The third season for an NBA player is a big one for a number of reasons. It’s the expected year of growth into a meaningful contributor with the contributions depending on the expectations of what kind of player they’ll be. It’s the expected year of reliability from a coaching perspective. It’s also the year that they can get paid.
Teams will try to avoid letting their own players go into restricted free agency after their rookie contract, which means that they have to be proactive in willingly extending their draft picks after the third season. That leads to a lot of analysis surrounding that third year of a player.
Immanuel Quickley had a regular season that would naturally raise the expectations of what he was assumed to get a year ago. But things can change in an instant. The timing of expectations is everything and the postseason can reveal all. Was the poor postseason of Quickley enough to give the Knicks cold feet in coughing over a contract that exceeds $100 million?
The Good
Quickley was struggling. The first two months of the season he was unable to gain any traction and the rumor mill started to swirl. The third year guard was not the vivacious young’un that had ended the previous season on a high note. His placement on the team felt clunky and the shot wasn’t falling– it felt as if the team had run its course on the season and on him.
The stats backed it up. He was averaging just a shade over 9 points per game and a true shooting percentage that barely eclipsed .500. The defense was showing signs of growth, but his offense was not providing the spark that the bench needed. The typical impact of Quickley throughout his career had been the on-off numbers, but even that was taking a dip as that figure sat in the negatives with his time on the court. You couldn’t point to much that was working.
Something changed with the team and Quickley once the calendar turned to December. A lot of coverage has surrounded the improved defense, the shifting of the rotation and the superb play of Jalen Brunson and Julius Randle. This is the point in time in which Quickley became the unequivocal 3rd best player on the team.
The impact metrics painted him as a star by season’s end– he ranked in the 88th percentile in estimated plus-minus, which is one of the in vogue stats of the NBA community. RAPTOR and LEBRON, other statistics that measure impact, liked Quickley even more by putting him in the 90th percentile among players in the NBA. The numbers account for the season as a whole, which shows how amazingly Quickley played over the last few months.
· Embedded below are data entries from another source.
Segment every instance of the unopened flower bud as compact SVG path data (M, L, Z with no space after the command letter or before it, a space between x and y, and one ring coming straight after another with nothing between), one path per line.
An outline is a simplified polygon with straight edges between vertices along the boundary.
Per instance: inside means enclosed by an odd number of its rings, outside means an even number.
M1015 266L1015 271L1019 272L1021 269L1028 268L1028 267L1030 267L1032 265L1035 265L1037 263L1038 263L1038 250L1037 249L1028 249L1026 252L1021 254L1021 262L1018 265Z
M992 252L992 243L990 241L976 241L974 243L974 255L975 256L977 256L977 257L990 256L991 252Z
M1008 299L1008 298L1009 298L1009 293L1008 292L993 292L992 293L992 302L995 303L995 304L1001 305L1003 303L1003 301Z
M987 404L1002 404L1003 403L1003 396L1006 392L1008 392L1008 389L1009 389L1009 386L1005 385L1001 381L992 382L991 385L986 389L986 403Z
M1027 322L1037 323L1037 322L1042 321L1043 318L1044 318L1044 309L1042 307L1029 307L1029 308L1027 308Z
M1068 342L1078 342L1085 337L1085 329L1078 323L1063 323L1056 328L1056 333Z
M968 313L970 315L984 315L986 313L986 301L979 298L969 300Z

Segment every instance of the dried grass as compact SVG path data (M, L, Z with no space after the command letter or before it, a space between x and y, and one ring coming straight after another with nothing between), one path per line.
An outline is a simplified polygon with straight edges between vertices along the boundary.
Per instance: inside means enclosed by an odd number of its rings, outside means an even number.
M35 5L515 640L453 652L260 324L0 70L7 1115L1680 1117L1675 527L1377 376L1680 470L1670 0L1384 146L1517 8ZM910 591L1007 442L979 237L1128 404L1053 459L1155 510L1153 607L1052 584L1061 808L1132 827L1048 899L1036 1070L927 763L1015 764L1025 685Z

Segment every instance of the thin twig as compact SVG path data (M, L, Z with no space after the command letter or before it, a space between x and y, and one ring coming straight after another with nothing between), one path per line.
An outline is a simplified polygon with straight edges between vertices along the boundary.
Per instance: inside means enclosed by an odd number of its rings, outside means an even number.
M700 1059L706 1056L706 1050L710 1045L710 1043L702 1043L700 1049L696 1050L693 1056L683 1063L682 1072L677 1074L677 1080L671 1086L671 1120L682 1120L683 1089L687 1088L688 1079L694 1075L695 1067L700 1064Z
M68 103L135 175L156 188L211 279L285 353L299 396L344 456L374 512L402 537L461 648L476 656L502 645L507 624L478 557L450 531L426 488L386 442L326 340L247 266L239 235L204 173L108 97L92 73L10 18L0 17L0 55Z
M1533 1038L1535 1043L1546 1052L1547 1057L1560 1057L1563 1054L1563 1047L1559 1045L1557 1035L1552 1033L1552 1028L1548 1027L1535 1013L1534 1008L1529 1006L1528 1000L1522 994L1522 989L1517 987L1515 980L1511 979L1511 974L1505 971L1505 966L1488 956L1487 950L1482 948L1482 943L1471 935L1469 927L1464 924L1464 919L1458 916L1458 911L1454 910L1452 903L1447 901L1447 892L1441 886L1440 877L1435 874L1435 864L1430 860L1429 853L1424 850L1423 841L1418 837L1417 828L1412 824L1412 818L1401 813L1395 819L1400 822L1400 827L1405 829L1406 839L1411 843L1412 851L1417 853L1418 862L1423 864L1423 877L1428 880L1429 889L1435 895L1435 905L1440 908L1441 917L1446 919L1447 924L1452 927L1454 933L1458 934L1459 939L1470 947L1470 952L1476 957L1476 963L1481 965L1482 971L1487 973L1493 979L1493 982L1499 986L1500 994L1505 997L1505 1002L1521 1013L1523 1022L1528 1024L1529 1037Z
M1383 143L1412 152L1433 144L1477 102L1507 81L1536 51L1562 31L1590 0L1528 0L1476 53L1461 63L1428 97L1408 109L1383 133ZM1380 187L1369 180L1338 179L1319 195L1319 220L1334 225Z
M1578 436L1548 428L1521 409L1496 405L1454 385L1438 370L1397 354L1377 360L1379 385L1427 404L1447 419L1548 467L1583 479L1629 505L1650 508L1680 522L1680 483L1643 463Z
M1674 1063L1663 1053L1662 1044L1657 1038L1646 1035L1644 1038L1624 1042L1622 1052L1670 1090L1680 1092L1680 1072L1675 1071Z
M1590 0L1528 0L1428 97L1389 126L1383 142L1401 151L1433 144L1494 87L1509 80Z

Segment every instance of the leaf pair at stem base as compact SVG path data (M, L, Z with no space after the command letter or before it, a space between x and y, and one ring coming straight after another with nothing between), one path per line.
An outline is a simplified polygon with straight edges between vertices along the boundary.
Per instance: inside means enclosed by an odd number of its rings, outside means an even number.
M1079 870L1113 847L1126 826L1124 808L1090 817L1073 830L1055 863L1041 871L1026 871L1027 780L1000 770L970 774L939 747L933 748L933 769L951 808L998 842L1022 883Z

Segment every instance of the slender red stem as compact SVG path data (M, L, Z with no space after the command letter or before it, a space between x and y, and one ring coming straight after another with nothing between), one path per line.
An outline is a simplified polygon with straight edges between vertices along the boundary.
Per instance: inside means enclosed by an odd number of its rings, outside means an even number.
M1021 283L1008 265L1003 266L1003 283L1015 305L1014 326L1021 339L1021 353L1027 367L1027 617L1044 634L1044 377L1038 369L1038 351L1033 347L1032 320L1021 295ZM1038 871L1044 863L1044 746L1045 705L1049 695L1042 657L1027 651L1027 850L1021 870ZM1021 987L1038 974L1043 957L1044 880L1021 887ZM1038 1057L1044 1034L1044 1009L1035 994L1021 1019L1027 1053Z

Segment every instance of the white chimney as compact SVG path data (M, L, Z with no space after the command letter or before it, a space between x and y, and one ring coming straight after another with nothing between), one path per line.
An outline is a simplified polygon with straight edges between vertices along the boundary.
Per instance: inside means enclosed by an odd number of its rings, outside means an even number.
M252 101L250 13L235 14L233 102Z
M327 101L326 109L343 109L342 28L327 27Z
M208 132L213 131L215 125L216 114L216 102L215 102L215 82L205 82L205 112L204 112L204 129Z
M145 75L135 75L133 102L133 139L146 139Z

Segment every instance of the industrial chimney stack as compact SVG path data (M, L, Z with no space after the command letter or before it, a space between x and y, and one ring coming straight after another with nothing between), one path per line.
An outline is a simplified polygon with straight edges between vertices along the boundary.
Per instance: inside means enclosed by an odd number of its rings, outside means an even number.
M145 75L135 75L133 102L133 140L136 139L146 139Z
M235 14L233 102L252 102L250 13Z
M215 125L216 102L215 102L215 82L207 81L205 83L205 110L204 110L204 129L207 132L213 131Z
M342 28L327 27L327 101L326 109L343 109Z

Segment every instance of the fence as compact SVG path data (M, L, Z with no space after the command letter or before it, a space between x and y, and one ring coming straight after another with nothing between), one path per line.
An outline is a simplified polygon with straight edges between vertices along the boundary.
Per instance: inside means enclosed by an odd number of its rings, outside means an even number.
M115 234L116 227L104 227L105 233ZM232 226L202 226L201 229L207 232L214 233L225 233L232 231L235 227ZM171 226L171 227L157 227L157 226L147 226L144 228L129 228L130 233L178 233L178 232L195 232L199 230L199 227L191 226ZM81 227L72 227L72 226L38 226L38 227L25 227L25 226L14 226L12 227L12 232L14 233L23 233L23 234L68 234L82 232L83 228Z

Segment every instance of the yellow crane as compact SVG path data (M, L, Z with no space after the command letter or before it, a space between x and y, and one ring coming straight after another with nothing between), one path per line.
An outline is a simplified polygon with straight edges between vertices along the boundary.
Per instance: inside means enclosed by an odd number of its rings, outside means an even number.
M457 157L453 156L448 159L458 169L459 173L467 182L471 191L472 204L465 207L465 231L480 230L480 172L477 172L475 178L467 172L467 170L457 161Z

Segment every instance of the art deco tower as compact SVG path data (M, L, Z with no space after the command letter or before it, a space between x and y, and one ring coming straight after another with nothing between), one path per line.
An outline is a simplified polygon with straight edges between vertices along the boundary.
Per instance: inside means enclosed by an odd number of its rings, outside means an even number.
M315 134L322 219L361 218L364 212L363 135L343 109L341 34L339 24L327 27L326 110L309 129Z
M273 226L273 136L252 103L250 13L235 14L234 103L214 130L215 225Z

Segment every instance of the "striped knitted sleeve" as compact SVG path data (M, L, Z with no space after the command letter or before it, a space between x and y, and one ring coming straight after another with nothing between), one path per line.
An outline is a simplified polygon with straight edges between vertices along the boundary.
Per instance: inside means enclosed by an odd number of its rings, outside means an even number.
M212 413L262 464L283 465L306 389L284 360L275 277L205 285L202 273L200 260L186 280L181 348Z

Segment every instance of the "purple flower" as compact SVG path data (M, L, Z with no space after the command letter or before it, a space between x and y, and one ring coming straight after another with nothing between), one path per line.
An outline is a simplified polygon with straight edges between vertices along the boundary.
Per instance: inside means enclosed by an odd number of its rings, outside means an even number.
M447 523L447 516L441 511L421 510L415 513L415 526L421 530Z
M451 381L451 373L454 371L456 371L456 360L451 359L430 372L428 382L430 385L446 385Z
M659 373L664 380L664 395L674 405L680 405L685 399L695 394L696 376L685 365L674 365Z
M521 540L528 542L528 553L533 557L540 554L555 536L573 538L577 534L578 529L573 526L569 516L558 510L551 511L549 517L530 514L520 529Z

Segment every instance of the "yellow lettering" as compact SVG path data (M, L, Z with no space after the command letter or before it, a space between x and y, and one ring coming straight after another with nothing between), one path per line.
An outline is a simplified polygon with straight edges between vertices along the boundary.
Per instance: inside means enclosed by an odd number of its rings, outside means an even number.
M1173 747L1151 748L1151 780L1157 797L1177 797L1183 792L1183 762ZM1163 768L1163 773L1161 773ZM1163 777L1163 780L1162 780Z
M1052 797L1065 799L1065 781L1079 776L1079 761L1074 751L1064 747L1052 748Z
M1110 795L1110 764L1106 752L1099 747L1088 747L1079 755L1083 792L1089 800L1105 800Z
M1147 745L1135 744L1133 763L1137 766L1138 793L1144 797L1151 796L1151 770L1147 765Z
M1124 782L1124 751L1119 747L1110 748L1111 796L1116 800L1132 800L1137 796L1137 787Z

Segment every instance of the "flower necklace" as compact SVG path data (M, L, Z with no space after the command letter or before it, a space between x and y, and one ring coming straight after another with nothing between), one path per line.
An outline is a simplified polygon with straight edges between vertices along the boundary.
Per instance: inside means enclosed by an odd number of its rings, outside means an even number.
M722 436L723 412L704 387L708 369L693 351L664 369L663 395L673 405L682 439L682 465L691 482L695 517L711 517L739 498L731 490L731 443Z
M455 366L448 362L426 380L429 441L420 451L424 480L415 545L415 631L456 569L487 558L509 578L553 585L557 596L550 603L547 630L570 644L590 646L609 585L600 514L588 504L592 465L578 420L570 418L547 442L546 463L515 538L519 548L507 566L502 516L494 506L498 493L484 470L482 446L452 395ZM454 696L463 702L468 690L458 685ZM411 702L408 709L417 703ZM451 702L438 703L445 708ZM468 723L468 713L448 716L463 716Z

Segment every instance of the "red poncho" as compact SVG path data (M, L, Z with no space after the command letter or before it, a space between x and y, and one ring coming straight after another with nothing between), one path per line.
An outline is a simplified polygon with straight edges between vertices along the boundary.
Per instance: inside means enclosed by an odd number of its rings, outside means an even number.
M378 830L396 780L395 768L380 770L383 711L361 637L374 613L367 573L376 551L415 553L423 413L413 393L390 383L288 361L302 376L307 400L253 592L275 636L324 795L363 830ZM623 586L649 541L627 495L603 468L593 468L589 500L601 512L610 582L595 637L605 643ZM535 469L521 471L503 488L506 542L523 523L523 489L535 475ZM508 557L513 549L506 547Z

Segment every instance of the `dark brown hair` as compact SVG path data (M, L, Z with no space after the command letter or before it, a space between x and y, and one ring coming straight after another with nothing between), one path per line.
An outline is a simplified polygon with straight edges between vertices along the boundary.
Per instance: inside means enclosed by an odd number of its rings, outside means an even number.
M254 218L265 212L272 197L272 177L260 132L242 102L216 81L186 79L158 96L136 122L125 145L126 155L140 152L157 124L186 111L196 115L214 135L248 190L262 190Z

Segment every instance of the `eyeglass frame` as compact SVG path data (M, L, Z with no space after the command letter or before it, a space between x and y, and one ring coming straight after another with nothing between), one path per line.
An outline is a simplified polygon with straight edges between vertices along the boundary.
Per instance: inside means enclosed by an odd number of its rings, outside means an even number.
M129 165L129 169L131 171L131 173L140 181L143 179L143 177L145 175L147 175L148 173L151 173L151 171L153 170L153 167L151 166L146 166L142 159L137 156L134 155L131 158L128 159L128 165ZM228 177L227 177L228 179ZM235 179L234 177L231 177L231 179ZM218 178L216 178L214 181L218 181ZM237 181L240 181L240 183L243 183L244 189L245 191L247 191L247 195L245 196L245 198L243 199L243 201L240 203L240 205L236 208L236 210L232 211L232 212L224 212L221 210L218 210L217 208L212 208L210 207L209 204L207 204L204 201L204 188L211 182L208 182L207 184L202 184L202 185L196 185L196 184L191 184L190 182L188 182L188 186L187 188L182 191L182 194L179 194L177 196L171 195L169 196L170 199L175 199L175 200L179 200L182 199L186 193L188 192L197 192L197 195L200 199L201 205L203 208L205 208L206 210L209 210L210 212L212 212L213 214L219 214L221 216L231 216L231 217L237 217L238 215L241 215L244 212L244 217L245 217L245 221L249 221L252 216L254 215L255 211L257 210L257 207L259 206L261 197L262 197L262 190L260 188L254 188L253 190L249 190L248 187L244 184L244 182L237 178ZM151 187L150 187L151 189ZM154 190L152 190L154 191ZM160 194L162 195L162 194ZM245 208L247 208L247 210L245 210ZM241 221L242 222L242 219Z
The counting stats weren’t shabby, either. The former Kentucky Wildcat averaged 17 points per game over the last five months of the season while shooting nearly 39 percent on his 3-point attempts. He had the best assist/turnover ratio on the team during that stretch with a net rating of 6.9, which would have ranked as the best among teams in the NBA. He nearly doubled his shot attempts per game while pumping up his efficiency to the second best mark on the team. The Knicks don’t reach 47 wins without him and they certainly don’t sustain a top-3 offense, either.
The Bad
The playoffs were not a pretty picture for Quickley.
He seemed out of sorts from the get-go in the New York Knicks matchup against the Cleveland Cavaliers. He played 24 total minutes, but he had some uncharacteristic turnovers during his time in the first game. The three turnovers and zero made field goals were a surprise that seemed to indicate nerves, but it was only a game. Stuff happens in the first game in the playoffs to a young player.
The blowout of game two gave a false sense of how he would fare during the rest of the playoffs. The guard scored 10 of his 12 points in the fourth quarter in a game where they trailed by more than 20 points entering the period. Of course you could point to this being part of what led to him having his best game of the postseason during the first night of playoff basketball at Madison Square Garden. This is where Quickley posted over 10 points and hit four of his six shots from the floor. It would be the only game in the playoffs that he shot over 50 percent from the floor.
The ball handling became exploitable along with his inability to generate his own shot. The game seemed fast for Quickley in both series which raised the question of whether he could be an indispensable part of a team that makes a run in the playoffs. The question is fair and warrants discussion. It is part of the calculation that the team will have to make as the extension looms over the front office’s decision making this summer.
The fact that he can play on both ends of the court makes him more coveted, but does it change if he plays as a key cog off of the bench versus being a fixture in the starting lineup? Quickley referenced his desire to start at some point in his career. The team will have to pay him as such if they want to retain his services.
When we look back at his deal it’ll be interesting to wonder whether the playoffs were a mere footnote in an excellent season or a serious driver of hitting on the low end of his expected contract figure.